万葉の歌碑

(下関市豊北町 角島)藤本喜久恵

万葉の歌碑

藤本喜久恵

島の迫門(せと)の若布(わかめ)は人のむた荒かりしかどわがむたは和布(にきめ)
万葉集巻十六 三八七一 読人知らず

下関市豊北町大字角島、島の中央あたりに角島小学校はある。
浜から小さな坂を上ると目の前に運動場があり、運動場を隔てた正面に角島小学校の校舎がある。
万葉の歌碑は校舎に向かって右側、運動場の傍に緑を背景に位置している。
歌碑は想像していたよりはるかに大きく、碑のそばにある案内板の文字とは少し違うが、黒みがかった石に力強い筆跡でくっきりと刻まれている。

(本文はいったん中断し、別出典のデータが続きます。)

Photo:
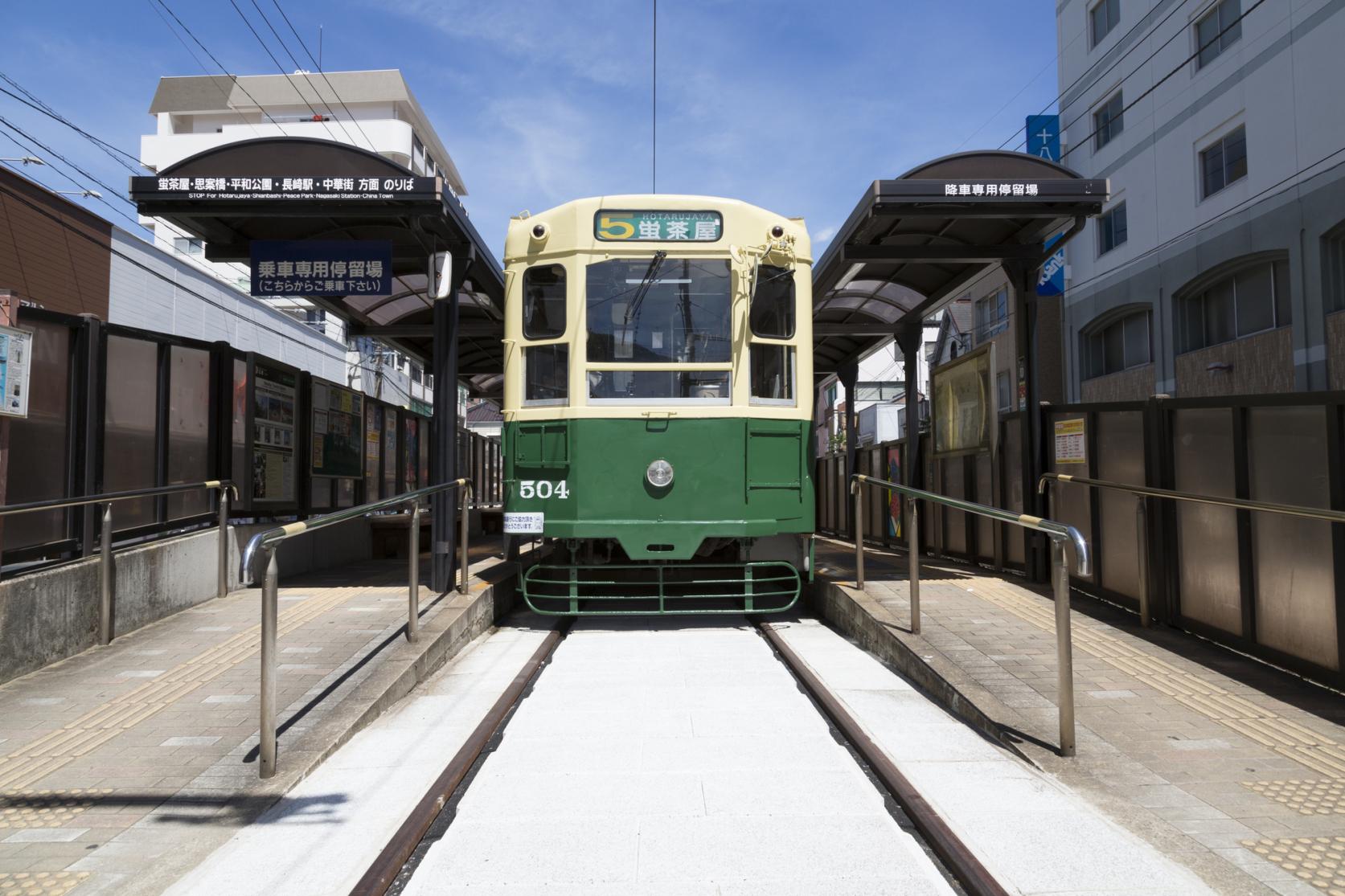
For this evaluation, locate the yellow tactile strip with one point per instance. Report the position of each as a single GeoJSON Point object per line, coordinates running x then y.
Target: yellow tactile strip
{"type": "Point", "coordinates": [1321, 796]}
{"type": "Point", "coordinates": [34, 762]}
{"type": "Point", "coordinates": [1317, 860]}
{"type": "Point", "coordinates": [46, 808]}
{"type": "Point", "coordinates": [1274, 732]}
{"type": "Point", "coordinates": [39, 883]}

角島の純情な乙女を防人がわかめになぞらえて詠んだものとされ、案内板には「角島の瀬戸のわかめは、他人には荒々しくてなびかなかったが、私には優しく素直であった。」という歌の意味と、
奈良平城京跡から出土した「長門国豊浦郡都濃嶋所出穉海藻天平十八年」と書かれた木簡が紹介されている。

このことから角島は古来より良質のわかめの産地であったことが分かる。
和海藻はやわらかな海藻で、若い女性にたとえられた。
日々糧として採取する若布が大切なものであったと同時に、女性の優しく素直なイメージと重ねて愛されていたことが推測できる。

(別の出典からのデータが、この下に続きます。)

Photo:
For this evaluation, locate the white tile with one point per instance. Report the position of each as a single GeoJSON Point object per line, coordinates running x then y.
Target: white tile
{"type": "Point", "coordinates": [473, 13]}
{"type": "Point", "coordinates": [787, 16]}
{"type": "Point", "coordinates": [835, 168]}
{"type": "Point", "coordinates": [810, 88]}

この歌は他に「角(つの)島(しま)の瀬戸の若(わか)藻(め)は人の共(むた)荒かりしかど吾が共は和藻(にきめ)」や「角(つぬ)島(じま)の迫(せ)門(と)のわか海藻(め)は、人のむた荒(あら)かりしかど、我がむたは、 和海藻(にぎめ)」など、同じ口訳でも漢字の当て方は様々ある。
碑の背面には昭和五十年十二月とある。また和海藻はやわらかな海藻で、女性にたとえられていたことからも、「わかめ」は「若女」を連想させる。
中西進編の角川書店『鑑賞日本古典文学第3巻万葉集』には、古くは海藻のことを「にきめ」といっていたことが書かれている。
このほか「わかめ」は「若布」「わか海藻」「若藻」などがあり、「にきめ」は「和海藻」「和布」「若海藻」「若藻」などの表記がある。